Applicants seeking planning permission for motorway service area – Inspector finding a degree of need and recommending grant of permission – Change in government policy – Secretary of State refusing to grant application – Applicants challenging Secretary of State’s decision – Whether Secretary of State misinterpreting policy – Application dismissed

The applicants applied for planning permission for an infill motorway service area (MSA) on the south side of Lyde Green Farm, Bristol. After an inquiry, the inspector made a report identifying the main factors to be considered in assessing the need for a new MSA in light of the Secretary of State’s then current policy, as set out in PPG13 and roads circular 1/94. He pointed out the possible benefits of the proposed MSA in terms of “driver comfort, convenience and increased choice” and concluded that they were sufficient to establish a degree of need.

However, by the time of the Secretary of State’s decision, the government had issued an MSA policy statement, dated 31 July 1998, that contained a revision of the policy as set out in the circular and PPG13 in respect of spacing and need. Increased competition and choice were no longer sufficient justification in themselves for infill provision. The policy statement provided, inter alia, that planning permission for infill MSAs should be granted only “exceptionally and where clear and compelling need has been established”. The Secretary of State found, inter alia, that the applicants had not shown “exceptional need” and refused to grant the application.

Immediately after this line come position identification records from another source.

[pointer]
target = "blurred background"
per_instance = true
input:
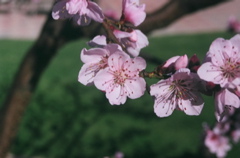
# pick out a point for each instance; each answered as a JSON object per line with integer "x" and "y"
{"x": 68, "y": 120}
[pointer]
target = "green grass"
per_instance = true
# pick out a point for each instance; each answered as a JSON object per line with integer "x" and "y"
{"x": 68, "y": 120}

The applicants challenged the Secretary of State’s decision under section 288 of the Town and Country Planning Act 1990, raising two principal grounds. First, the Secretary of State had misapplied or misinterpreted his own policy. It was submitted that the policy statement of July 1998 did not alter the degree of need that the applicant had to establish, and that the Secretary of State was in error in interpreting it as a change in policy, requiring the applicant to show “exceptional need”. The applicant contended that the Secretary of State had elided two separate topics, namely the degree of need to be established, which was a “clear and compelling” one, and the concept of an exceptional grant. The second ground of challenge was that the applicants were misled by a letter from a minister at the crucial time, and were denied a proper opportunity to put their case to the Secretary of State.

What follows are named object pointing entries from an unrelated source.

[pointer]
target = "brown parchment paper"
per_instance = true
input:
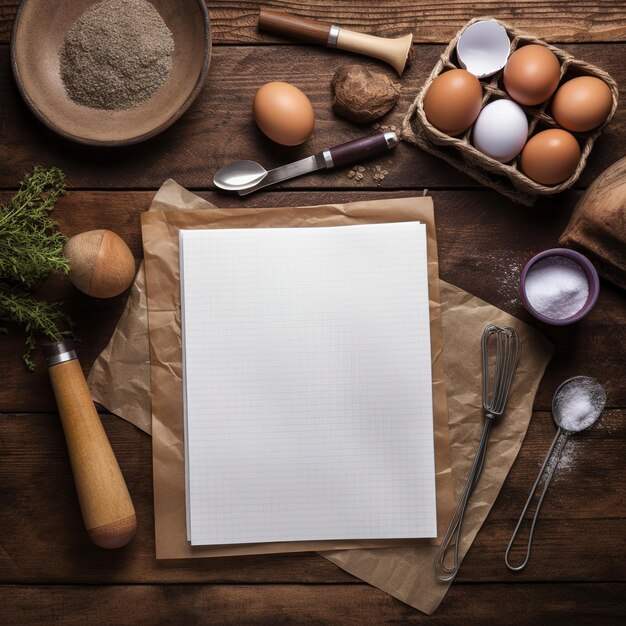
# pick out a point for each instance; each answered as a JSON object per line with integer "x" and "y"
{"x": 405, "y": 573}
{"x": 161, "y": 252}
{"x": 119, "y": 378}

Held: The application was dismissed.

The starting point of the applicant was flawed, since the policy statement of July 1998 did alter the character of the need that had to be established. While the Secretary of State could have structured his approach differently, perhaps reflecting a more textural approach to the policy, he was not led into any error in his approach towards the application. Faced with a changed policy, he was bound to reconsider the facts as found by the inspector. He made a planning judgment on the basis of need, in light of the new policy. The meaning attributed to the policy statement by the Secretary of State was not perverse. He did not err in drawing together the two concepts and describing the required need as “exceptional” where, even if the need was established, it was only intended to lead to a grant of permission in exceptional cases. There was no evidence to support the claim that the applicants had been misled by the letter. Nor had they been denied an opportunity to make representations.

Anthony Smith QC and Nadir Sharif (instructed by Kingsford Stacey Blackwell) appeared for the applicants; Timothy Mould (instructed by the Treasury Solicitor) appeared for the respondent.